= Alice Eather =

Alice Pearl Daiguma Eather (1988/1989 – 4 June 2017) was an Aboriginal Australian slam poet, environmental campaigner, and teacher.

==Early life and education ==
Alice Pearl Daiguma Eather was born in 1988 or 1989 in Brisbane, Queensland, to Helen Djimbarrwala Willams and Michael Eather, an artist and gallery-owner with European ancestors who arrived on the Second Fleet.

She was educated in Brisbane.

== Career ==
Eather moved to Maningrida, Northern Territory to become the first Ndjebbana-speaking Aboriginal teacher, and performed as a slam poet.

In writing, she contributed poetry to the anthology Growing Up Aboriginal In Australia (2018), edited by Anita Heiss.

==Activism ==
In 2013 Eather started Protect Arnhem Land, an anti-fracking campaign group against Paltar Petroleum.

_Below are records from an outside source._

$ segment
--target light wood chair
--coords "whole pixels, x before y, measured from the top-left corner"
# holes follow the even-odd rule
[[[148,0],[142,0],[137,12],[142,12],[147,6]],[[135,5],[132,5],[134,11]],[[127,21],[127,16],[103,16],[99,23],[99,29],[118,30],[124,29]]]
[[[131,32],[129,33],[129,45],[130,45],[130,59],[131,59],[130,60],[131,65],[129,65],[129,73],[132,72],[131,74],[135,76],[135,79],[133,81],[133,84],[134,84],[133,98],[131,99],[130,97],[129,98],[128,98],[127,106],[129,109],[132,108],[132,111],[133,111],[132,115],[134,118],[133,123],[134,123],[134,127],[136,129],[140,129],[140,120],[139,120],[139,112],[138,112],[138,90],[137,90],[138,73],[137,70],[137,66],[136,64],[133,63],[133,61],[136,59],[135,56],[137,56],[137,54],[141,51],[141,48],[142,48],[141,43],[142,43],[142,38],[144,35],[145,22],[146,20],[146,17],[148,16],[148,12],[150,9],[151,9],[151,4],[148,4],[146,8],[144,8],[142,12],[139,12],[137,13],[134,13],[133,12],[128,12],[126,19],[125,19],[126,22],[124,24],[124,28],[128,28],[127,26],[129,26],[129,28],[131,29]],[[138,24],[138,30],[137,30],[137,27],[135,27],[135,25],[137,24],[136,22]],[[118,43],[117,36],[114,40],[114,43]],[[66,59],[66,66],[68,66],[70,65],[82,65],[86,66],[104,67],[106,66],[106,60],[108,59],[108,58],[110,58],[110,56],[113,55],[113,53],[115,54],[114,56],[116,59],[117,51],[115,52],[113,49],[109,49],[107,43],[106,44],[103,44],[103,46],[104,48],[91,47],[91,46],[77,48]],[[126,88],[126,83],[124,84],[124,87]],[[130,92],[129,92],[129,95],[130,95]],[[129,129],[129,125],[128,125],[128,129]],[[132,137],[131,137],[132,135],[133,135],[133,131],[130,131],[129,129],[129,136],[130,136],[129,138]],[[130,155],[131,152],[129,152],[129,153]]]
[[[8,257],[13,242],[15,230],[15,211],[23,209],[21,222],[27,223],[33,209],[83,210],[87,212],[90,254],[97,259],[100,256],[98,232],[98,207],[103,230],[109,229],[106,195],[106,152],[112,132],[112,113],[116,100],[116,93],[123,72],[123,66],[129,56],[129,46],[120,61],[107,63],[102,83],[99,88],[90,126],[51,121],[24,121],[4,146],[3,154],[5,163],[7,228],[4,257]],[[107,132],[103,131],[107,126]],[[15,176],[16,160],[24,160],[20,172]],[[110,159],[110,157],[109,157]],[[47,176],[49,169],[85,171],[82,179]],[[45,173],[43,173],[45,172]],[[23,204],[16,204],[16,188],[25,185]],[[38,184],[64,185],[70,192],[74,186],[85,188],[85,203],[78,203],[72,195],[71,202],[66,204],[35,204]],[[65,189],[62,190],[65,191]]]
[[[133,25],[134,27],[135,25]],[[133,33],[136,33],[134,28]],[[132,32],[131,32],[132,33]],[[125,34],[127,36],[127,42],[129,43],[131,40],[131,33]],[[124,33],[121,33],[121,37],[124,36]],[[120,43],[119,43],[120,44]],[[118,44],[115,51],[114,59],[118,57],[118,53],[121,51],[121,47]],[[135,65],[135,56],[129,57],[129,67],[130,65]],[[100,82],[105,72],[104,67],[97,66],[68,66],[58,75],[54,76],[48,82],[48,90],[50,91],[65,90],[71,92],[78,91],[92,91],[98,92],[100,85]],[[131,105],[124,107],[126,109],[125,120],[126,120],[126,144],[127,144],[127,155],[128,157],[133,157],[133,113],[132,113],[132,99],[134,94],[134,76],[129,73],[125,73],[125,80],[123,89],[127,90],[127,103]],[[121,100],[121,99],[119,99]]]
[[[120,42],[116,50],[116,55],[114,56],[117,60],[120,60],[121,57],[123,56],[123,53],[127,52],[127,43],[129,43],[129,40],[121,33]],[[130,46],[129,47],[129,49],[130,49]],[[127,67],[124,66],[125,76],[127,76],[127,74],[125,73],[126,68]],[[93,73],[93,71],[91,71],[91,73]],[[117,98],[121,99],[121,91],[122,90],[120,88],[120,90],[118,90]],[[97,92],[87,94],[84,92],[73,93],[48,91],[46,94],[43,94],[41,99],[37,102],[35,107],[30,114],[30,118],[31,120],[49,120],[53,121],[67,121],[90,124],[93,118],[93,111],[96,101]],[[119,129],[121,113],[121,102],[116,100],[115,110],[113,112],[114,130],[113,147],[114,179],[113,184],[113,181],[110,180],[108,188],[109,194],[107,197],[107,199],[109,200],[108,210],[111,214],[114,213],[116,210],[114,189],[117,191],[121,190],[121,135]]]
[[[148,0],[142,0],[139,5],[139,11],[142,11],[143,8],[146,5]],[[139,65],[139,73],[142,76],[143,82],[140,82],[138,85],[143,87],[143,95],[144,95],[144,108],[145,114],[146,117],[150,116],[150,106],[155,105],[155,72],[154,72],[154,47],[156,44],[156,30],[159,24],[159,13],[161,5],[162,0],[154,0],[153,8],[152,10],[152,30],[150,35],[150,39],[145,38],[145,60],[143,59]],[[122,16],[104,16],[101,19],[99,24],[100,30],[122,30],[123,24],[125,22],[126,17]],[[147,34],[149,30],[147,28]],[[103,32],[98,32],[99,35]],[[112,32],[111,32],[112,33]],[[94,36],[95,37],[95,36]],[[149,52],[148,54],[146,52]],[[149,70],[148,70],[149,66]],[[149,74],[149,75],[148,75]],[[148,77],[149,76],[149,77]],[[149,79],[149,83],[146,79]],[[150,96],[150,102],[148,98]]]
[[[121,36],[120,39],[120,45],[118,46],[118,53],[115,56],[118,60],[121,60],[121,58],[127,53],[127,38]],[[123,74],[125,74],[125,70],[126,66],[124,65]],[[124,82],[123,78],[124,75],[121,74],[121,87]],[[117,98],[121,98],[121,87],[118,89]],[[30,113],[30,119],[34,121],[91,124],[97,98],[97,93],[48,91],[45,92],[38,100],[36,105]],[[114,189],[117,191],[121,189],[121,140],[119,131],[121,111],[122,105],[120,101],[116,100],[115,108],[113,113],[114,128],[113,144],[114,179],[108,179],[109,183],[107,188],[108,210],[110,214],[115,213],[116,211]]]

It was successful in convincing the Northern Territory government to suspend the application pending agreement with the local population; further campaigning eventually led to Paltar withdrawing the application in 2016.

== Recognition ==
In 2014 Eather received the Northern Territory Young Achiever's Environment Award for her work in preventing oil exploration of Arnhem Land.

She appeared in the ABC television programme The Word: Rise of the Slam Poets.

==Death ==
Eather died aged 28 on 4 June 2017 in Maningrida as a result of suicide, after having suffered from anxiety and depression on and off throughout her life. She was close to her two sisters, Noni and Grace.